GÜNCEL EGE YEREL YÖNETİMLER EKONOMİ POLİTİKA SPOR RÖPORTAJLAR YAZAR CAFE FOTO GALERİ VİDEO GALERİ
Kemal ARI
YAZARLAR
20 Ağustos 2021 Cuma

Taliban ile Atatürk’ün yaptığı aynı şey mi?

Birisi tuttu, Taliban’ın başardıkları ile Atatürk’ün başardıklarının aynı şey olduğunu söyledi.

Olacak şey değil, ister istemez kanı donuyor insanın.

Güya her ikisi de yurdunu emperyalizme karşı korumak için savaşmış ve başarılı olmuş.

İyi de; Atatürk’ün kafasındaki yurt ile Taliban’ın kafasındaki yurt aynı şey mi?

***

Yurdu ulus yapar; modern bir kavramdır.

Mustafa Kemal Atatürk’ün kafasındaki emperyalizm algısı ile Taliban’ın kafasındaki emperyalizm de aynı değil.

Birisi yüzünü aydınlığa dönmüştür, öteki karanlığa. Birisi çağdaş uygarlığın üzerine çıkmayı vadetmiştir; öteki İslam’la da hiçbir ilgisi olmadığını düşündüğüm kendi kafasındaki çarpık şeriat düzenini…

Birisi yurdunu bağımsız, ulusunu özgür kılmak için savaşmıştır. Öteki ulusunu daha da esaret altına almak, karanlığın içinde boğmak için.

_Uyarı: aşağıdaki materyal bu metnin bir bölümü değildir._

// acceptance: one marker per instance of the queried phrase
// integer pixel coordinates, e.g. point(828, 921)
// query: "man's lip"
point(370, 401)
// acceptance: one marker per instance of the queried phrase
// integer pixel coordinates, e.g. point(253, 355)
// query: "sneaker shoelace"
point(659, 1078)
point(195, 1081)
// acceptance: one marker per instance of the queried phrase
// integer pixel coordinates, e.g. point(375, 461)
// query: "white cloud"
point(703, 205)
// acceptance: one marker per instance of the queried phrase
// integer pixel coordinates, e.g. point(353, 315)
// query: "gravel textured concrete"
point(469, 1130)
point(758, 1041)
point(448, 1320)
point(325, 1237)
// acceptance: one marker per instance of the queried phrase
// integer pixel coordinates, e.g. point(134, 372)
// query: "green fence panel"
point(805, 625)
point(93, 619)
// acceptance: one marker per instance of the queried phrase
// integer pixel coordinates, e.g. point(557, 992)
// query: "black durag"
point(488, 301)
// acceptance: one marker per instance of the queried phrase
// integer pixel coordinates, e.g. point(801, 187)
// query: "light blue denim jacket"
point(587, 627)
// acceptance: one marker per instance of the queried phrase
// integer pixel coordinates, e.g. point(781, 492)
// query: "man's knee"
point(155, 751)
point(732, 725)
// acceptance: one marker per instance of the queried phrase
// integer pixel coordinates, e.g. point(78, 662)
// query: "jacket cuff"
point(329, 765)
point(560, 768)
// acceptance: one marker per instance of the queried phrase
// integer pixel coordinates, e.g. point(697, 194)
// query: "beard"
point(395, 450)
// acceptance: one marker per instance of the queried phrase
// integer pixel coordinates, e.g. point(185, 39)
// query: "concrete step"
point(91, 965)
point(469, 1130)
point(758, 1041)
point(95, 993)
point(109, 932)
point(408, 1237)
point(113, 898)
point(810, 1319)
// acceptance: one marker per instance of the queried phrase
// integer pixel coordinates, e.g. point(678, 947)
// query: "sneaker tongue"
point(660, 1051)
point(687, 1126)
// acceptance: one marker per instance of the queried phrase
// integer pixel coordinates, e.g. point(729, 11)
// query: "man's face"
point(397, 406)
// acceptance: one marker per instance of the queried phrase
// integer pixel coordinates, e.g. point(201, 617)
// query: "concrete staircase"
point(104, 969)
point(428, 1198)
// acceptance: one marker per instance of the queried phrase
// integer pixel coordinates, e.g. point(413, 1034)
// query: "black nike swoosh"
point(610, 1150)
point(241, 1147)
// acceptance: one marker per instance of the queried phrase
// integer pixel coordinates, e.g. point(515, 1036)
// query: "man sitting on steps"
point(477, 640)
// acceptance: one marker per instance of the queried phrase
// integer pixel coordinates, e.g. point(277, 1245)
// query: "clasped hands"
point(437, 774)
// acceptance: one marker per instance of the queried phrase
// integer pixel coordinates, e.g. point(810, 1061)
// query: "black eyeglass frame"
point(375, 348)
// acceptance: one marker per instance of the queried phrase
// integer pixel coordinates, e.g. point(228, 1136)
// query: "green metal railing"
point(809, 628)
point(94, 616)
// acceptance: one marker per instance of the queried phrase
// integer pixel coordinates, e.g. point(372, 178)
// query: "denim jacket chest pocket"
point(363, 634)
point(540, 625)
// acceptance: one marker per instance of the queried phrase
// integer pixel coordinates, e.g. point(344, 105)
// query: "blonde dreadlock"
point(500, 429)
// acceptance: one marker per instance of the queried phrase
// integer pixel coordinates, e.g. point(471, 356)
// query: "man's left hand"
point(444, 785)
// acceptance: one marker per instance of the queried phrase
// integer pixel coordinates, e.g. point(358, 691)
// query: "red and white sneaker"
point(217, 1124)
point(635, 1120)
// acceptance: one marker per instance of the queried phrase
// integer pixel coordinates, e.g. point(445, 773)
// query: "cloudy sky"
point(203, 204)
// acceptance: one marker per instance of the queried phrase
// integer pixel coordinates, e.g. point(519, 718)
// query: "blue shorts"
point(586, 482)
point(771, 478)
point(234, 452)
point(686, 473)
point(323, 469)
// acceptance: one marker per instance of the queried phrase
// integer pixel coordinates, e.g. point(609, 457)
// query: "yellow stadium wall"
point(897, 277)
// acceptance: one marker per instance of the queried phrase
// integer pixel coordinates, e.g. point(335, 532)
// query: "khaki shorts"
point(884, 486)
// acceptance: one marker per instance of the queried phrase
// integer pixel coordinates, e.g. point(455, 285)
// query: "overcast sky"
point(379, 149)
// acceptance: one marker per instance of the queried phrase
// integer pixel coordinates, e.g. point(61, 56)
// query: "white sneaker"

Birisi kadının özgürleşmesi için uğraşmıştır; öteki kadını karanlık kuyuların içine atmış, köle olarak köle pazarlarında satmış, ganimettir diye 13 yaşındaki kızları göstermelik nikâhına almış, insanların hayatını cehenneme çevirmiştir.

Evet, zavallı Afganistan 40 yıldır emperyalist işgalin altında inim inim inlemiştir. Ancak Taliban, kendi içinden çıkmış bir güç olmasına karşın koyu cehennem ateşini toplumun üzerine döküvermiştir.

Yağmurdan kaçarken, doluya tutulmuştur Afgan Halkı…

Taliban’ın etkili olduğu dönemlerde ve alanlarda bir çağdaşlaşma yolunda adım atamamış; var olan özgürlükler daha da geri gitmiştir, ne yazık ki.

Evet, emperyalizme karşı bir direniş var gibi görünür; ama özgürlükler açısından bakıldığında Taliban’la Afgan halkı daha da özgürlüğünü yitirmiş; ulus olma ve modern yurt anlayışını oluşturma yönünde tek bir adım atamadığı gibi çağların gerisine gitmiştir.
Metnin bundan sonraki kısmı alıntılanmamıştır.